医療機関の第三者評価などを行う日本医療機能評価機構(坪井栄孝理事長)は、10月9日、「評価機構における最近の取り組み〜医療安全をテーマとして〜」と題したフォーラムを開催した。わが国の医療事故の実態解明とその防止に向けて、同機構が果たす役割が紹介された。


同機構は、医療機関の機能を中立的な立場で評価し、問題点の改善を支援するための第三者機関として1995年に設立された財団法人。現在は、病院機能評価をはじめ、医療情報サービスの提供や、都道府県に設置されている「医療安全支援センター」を支援する事業なども行う。
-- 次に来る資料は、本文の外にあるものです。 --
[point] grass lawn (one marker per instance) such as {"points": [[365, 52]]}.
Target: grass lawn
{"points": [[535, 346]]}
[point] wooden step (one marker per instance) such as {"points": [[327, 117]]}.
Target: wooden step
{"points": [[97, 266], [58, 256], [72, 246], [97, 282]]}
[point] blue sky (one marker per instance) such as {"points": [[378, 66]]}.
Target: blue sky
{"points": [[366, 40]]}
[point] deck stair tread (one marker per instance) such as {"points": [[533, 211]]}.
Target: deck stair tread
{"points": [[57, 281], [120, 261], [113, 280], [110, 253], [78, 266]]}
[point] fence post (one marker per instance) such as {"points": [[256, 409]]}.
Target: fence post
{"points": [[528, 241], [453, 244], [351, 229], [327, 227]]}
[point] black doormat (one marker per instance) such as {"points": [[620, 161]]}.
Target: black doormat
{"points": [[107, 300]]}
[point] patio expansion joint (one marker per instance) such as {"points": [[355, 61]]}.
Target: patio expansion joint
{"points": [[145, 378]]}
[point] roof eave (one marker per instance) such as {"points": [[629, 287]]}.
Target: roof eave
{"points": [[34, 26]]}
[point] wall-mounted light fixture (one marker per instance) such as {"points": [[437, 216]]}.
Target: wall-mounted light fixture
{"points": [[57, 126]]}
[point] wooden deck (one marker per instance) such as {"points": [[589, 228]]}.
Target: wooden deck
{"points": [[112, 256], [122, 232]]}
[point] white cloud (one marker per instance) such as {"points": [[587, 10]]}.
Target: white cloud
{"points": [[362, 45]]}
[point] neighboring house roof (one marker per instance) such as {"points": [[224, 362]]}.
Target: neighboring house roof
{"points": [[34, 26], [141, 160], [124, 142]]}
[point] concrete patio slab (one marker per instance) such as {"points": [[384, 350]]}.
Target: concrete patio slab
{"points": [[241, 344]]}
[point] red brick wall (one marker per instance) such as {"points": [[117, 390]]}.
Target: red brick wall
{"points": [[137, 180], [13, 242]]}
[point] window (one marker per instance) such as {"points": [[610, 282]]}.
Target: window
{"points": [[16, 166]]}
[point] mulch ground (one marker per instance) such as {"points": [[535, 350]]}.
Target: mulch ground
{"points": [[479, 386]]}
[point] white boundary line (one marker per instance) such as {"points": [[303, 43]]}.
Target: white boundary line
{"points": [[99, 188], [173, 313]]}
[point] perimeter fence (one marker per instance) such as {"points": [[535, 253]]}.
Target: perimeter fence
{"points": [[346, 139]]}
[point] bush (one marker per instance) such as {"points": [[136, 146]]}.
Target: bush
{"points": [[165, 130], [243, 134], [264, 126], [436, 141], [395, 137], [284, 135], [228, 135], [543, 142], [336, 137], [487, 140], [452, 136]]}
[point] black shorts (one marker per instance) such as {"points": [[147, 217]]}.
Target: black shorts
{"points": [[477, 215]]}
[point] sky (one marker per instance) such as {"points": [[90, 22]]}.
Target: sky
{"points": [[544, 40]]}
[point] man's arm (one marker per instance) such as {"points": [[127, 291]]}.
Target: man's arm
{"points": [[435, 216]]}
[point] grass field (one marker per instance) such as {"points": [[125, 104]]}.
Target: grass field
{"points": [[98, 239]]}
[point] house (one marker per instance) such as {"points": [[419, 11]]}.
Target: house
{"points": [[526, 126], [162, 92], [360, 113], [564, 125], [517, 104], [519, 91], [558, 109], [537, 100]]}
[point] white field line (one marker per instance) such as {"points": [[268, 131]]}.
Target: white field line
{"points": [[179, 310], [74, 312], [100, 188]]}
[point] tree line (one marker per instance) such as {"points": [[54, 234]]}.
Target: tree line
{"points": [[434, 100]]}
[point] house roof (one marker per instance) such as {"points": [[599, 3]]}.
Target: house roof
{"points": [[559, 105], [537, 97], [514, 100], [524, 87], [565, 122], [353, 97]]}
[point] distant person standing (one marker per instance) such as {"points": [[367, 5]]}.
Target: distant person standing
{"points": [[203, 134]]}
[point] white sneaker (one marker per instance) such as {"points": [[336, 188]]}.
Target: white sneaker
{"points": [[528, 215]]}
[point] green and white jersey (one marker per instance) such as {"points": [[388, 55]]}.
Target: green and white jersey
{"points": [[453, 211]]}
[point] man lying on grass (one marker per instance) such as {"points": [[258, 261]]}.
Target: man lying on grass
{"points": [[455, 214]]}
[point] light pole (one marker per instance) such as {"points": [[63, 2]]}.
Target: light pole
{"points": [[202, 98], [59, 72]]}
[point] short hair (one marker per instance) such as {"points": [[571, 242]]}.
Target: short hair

この10月からは、国立病院や特定機能病院などにおいて医療事故が発生した場合に、2週間以内に事故報告書を提出することが義務づけられたが、その収集と分析を、同機構の「医療事故防止センター」が行うことになっている。

同機構医療事故防止事業の担当理事である野本亀久雄さんは、「事故報告の目的は、患者が安心してかかれる医療にするためのもの。義務化されている医療機関だけでなく、全ての医療機関から任意で提出をお願いしたい」と、協力を求めた。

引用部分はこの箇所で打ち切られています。